The following continues the overview in recent eucrim issues regarding the clash between the EU and Hungary on maintenance of the rule of law (eucrim 2/2020, 69 and eucrim 1/2020, 4).
- 12 August 2020: Following up their ad hoc analysis of 27 May 2020 (see eucrim 2/2020, p. 69), a joint assessment paper by NGOs (Amnesty International Hungary, the Eötvös Károly Institute, the Hungarian Civil Liberties Union and the Hungarian Helsinki Committee) reiterated criticism of the so-called Transitional Act of June 2020. The Transitional Act repealed the much contested Authorisation Act that gave the Hungarian Government excessive powers during the state of danger to cope with the corona crisis (à eucrim 1/2020, 5). The NGOs point out that the Government can resume its wide executive powers also on the basis of the Transitional Act if there is a state of “epidemiological preparedness”. This would, in particular, allow the suspension of the application of parliamentary acts, derogate from provisions of acts, and rule by means of decrees. The NGOs criticise that if in the future the Government declares a state of danger again, it will automatically have a carte blanche mandate to rule by decree. Furthermore, the Transitional Act ensures that many provisions originally included in the decrees adopted under the previous state of danger continue to apply. The NGOs also voice concern over other issues in the Transitional Act that endanger the exercise of fundamental rights or touch upon constitutional values.
- 22 September 2020: The General Affairs Council deals with the Article 7(1) procedures against Poland and Hungary. The Commission updates on rule of law developments since the end of 2019. Regarding Hungary, the Commission outlines the situation in several areas, including the independence of the judiciary, media pluralism and academic freedom. The ministers refrain from taking concrete decisions, but conclude that the Article 7 procedure will “not be terminated”.
- 1 October 2020: Hungary reacts to the Commission’s Rule of Law Report (--> separate news item) with fierce criticism. The Commission had given Hungary a bad review, inter alia, on its lack to investigate/prosecute corruption cases involving high-level officials, and on its failure to ensure media pluralism. Hungary called the report “not only fallacious, but absurd”. The sources of the report are “biased and non-transparent”. The statement of the International Communications Office also criticises the methodology and concept of the report and its “ill-founded” contents. It is claimed that the Rule of Law Report cannot serve as a basis for any further discussion on rule of law in the EU. Lastly, Hungary condemns the report as “written by organisations forming part of a centrally-financed international network engaged in a coordinated political campaign against Hungary". This could be understood as a hint to the Open Society Foundations linked to U.S. billionaire George Soros whom Hungarian Prime Minister Viktor Orbán considers an enemy of the Hungarian government.

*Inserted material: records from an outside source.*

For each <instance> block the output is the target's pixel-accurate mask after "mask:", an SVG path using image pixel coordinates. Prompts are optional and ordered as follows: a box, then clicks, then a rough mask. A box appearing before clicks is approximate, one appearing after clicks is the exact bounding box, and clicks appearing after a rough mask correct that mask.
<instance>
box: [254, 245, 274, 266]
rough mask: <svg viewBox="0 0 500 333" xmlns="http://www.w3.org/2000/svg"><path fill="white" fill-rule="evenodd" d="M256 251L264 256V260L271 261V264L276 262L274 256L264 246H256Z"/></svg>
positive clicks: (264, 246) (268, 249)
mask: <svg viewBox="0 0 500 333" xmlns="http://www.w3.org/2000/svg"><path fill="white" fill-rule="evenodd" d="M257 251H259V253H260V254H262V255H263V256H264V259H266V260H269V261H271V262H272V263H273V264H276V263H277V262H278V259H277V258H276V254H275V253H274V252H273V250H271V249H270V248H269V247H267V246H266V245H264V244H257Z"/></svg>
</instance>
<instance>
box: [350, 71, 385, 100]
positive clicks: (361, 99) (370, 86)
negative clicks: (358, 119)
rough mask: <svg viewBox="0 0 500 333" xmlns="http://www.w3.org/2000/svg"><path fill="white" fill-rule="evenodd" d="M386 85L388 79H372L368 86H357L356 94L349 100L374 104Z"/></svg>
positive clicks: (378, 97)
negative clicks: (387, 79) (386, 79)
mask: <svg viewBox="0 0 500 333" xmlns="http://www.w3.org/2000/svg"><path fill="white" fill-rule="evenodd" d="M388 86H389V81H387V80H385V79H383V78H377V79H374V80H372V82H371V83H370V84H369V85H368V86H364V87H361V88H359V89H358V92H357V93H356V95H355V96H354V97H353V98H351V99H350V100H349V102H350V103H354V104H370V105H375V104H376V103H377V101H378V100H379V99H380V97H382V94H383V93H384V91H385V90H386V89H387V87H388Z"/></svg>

- 6 October 2020: The CJEU confirms the incompatibility of the Hungarian government's law on higher education with the EU’s fundamental rights and international trade law (Case C-66/18). In 2017, Hungary introduced special requirements for foreign higher education institutions. First, the exercise, in Hungary, of teaching activities leading to a qualification by higher education institutions situated outside the European Economic Area (EEA) was made subject to the existence of an international treaty between Hungary and the third country. Second, the exercise of activities of the foreign higher education institutions in Hungary was made subject to the condition that they are offered in the country of origin. This law was obviously targeted against the international Central European University (CEU), which was founded by George Soros and which had to move from Budapest to Vienna at the end of 2017, because the CEU was the only higher education institution that did not fulfil the new requirements. The Commission considered the restrictions to be a violation of the General Agreement on Trade in Services (GATS) within the framework of the World Trade Organization (WTO). The judges in Luxembourg follow these arguments. In addition, Hungary violated fundamental EU rights and freedoms, such as academic freedom and the freedom of establishment.